Dan would have laughed even harder had he been there when my girlfriend’s tomboy mother fixed the body damage for me later that evening. She came over, looked at it with a harrumph, wrapped a chain around the fender and to a tree in my front yard and jammed it into reverse. Slightly more time to pull out the frame than it did to bend it. When finished, she came over and said, “Presto. Now don’t be such a dipshit driver when my daughter is in the car.”
Due to the motor mounts being out of whack, the pulleys for all of the belts weren’t where they were supposed to be, leading me to changing the alternator once every 28 days. It was always exactly 28 days because Champion Auto Parts had a 30-day exchange policy. Once they caught on, I gave the car to my dad to feed the ever growing junkyard on his property. All in all, it was the perfect car for a cocksure kid who has had a driver’s license for less than a year.
The second Pontiac I had was a 1984 black Trans Am that was the car that the original Knight Rider was made out of. It had T-Tops, a V8 305 cubic inch motor with a four barrel carburetor, sweet mag wheels, a sexy hood scoop and a custom paint job. I worked my ass off at Best Buy and saved every penny for nine months to buy it. My dad tried to talk me out of it, saying that it would, “go through gas, brakes, and tires like they were hockey pucks“. I still have no idea what that means, but if he was comparing them to commodities, he was spot-on. Besides, 100K miles on a sports car and 100K miles on an Oldsmobile are two radically different things.

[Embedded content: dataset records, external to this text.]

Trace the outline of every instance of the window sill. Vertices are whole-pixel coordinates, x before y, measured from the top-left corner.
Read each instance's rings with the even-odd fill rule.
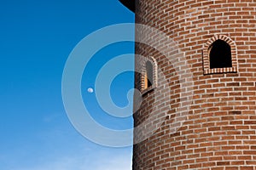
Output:
[[[225,67],[225,68],[214,68],[214,69],[204,70],[204,75],[228,73],[228,72],[237,72],[237,68],[236,67]]]
[[[150,86],[149,88],[142,90],[142,95],[143,97],[145,96],[147,94],[152,92],[154,89],[154,86]]]

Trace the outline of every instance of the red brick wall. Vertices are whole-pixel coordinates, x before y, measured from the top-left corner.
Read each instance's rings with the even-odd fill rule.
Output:
[[[134,145],[134,170],[256,169],[255,19],[255,0],[137,0],[137,23],[154,26],[177,43],[185,53],[194,88],[187,120],[171,133],[181,101],[180,80],[162,54],[137,43],[137,54],[156,60],[170,90],[144,94],[141,109],[134,115],[135,126],[148,117],[154,102],[166,95],[171,99],[158,105],[159,110],[167,113],[161,127]],[[224,35],[236,42],[236,72],[204,74],[203,50],[215,35]],[[141,89],[138,76],[136,74],[136,86]],[[136,131],[135,139],[143,131]]]

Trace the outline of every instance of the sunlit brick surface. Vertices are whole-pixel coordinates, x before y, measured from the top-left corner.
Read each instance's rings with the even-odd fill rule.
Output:
[[[185,53],[193,74],[194,94],[186,122],[170,134],[181,99],[180,82],[160,53],[137,43],[137,54],[156,60],[170,92],[163,89],[157,94],[154,90],[144,94],[141,109],[134,115],[135,126],[147,118],[153,102],[166,95],[171,101],[158,108],[167,111],[160,128],[134,145],[133,170],[256,169],[255,9],[253,0],[137,1],[137,23],[164,31]],[[232,60],[236,60],[236,65],[231,72],[204,72],[204,48],[215,35],[226,36],[236,42],[237,54]],[[139,76],[136,75],[138,89],[142,83]],[[135,133],[135,137],[139,135]]]

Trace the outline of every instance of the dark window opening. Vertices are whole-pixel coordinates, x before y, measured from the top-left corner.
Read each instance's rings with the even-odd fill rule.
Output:
[[[151,62],[147,61],[146,63],[146,75],[145,75],[145,88],[148,88],[153,84],[153,65]]]
[[[210,68],[232,67],[231,48],[223,40],[215,41],[209,48]]]

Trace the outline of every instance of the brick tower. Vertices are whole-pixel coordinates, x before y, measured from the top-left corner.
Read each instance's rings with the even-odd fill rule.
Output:
[[[136,59],[144,71],[136,74],[143,101],[134,114],[135,127],[147,119],[154,102],[160,101],[157,110],[166,115],[154,134],[134,144],[133,170],[255,170],[256,1],[121,2],[135,13],[137,23],[163,31],[177,43],[194,85],[186,120],[175,133],[169,133],[169,128],[178,123],[173,117],[182,101],[183,80],[162,53],[136,44],[136,54],[148,60]],[[154,41],[152,34],[143,36]],[[154,65],[168,86],[160,87],[155,80],[159,69]],[[155,94],[156,88],[161,88],[160,93]],[[165,100],[166,96],[169,100]],[[158,112],[154,115],[158,117]],[[135,132],[134,136],[140,138],[143,133]]]

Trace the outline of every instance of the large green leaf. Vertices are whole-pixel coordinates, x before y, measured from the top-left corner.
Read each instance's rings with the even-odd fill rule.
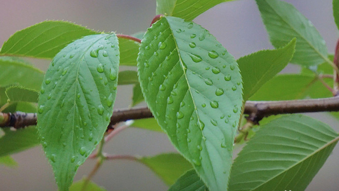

When the car did run, it ran like a top. When it didn’t, it wouldn’t move; there was no middle ground. But, like a domestic abuse victim, I defended it and put up with it year after year. I loved that car so much that I took one of my senior high school pictures with it. Yes, I was one of those guys, but fuck your judgment, it was gorgeous.
After high school, I sank so much money into the rear end and differential and it still would never get going like the glory days, and I sold it to a guy for $500. He fixed it up and drove it by not two weeks later, smugly offering to sell it back to me for a ridiculous price. I scowled at him and climbed into my beat-up Ford truck, vowing never to own a Judas Pontiac again.
Ten years later and my word is bond, yo.